No. Most of the time it is the result of either gaming the system or being incrementally richer than the last generation. Like the clean bike racer who wins one occasionally, sudden wealth is the exception, not the norm.

That's an important insight Joe. That high is one of the reasons some people seek drugs. Note how Boonen's oriented around the result to the point the win is practically a disappointment.

131313's view is far more functional. If you weren't taught it though, how would you know? And unlearning the other is plain hard!
 
Mar 13, 2009
16,854
2
0
131313 said:
Things are just never all that exciting when you actually attain them. It's the struggle for achievement that really matters, and it's also the reason why most people who achieve things through doping will never really have much of a level of satisfaction with their achievements. You're old enough, you should realize this by now!

Oscar Wilde “There are only two tragedies in life: one is not getting what one wants, and the other is getting it.”
 
DirtyWorks said:
No. Most of the time it is the result of either gaming the system or being incrementally richer than the last generation. Like the clean bike racer who wins one occasionally, sudden wealth is the exception, not the norm.

That's an important insight Joe. That high is one of the reasons some people seek drugs. Note how Boonen's oriented around the result to the point the win is practically a disappointment.

131313's view is far more functional. If you weren't taught it though, how would you know? And unlearning the other is plain hard!

Thanks for your feedback and follow-up.


131313 said:
...Things are just never all that exciting when you actually attain them. It's the struggle for achievement that really matters, and it's also the reason why most people who achieve things through doping will never really have much of a level of satisfaction with their achievements...
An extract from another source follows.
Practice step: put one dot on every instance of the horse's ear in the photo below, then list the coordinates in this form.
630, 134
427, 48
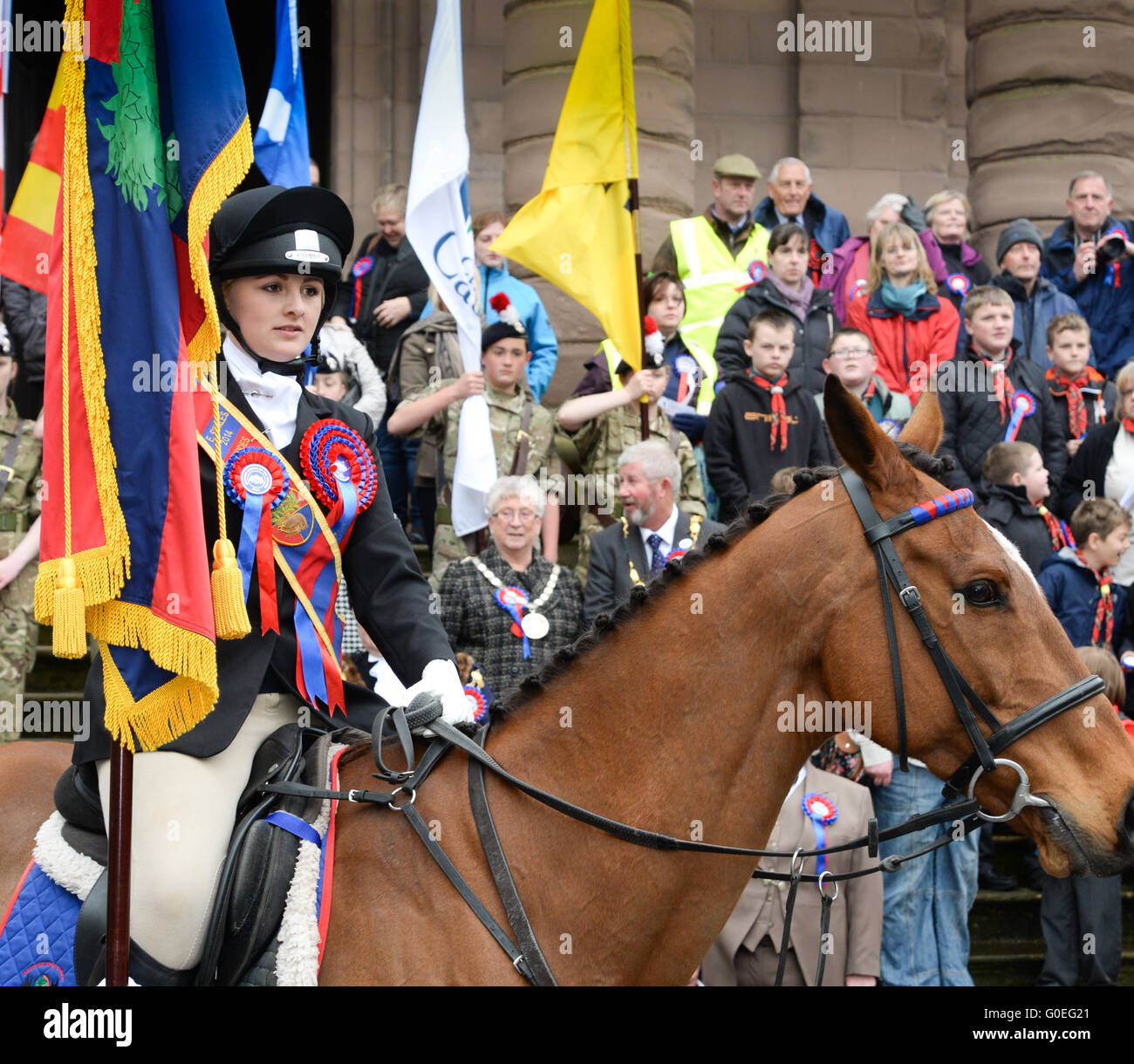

To be fair to the athlete, I think what I was trying to highlight was the fact that, having earned that first victory after all of the hard work done to make it possible, repeating the achievement in following years can be a a let-down and no matter how hard he trains on the bike he won't recapture the same positive feelings (or the intensity of feeling) just by winning a second, third or fourth time. And the desire to again experience the overwhelmingly positive sensation of the win can lead one to seek it out through other means.

I also disagree to some degree ;) w/ the claim that an athlete who is doping doesn't derive satisfaction from their achievements (although I realize you qualified it by saying "most people"). When you believe that by doping you're only leveling the playing field, you're still free to attribute much of your win to your own effort. And then even the athlete who knows that by doping he's obtained an unfair advantage can derive a twisted satisfaction from having done something his competitors were otherwise unwilling or unable to do.

Of course ultimately one can't/shouldn't make broad generalities but I'm just making conversation. Cheers.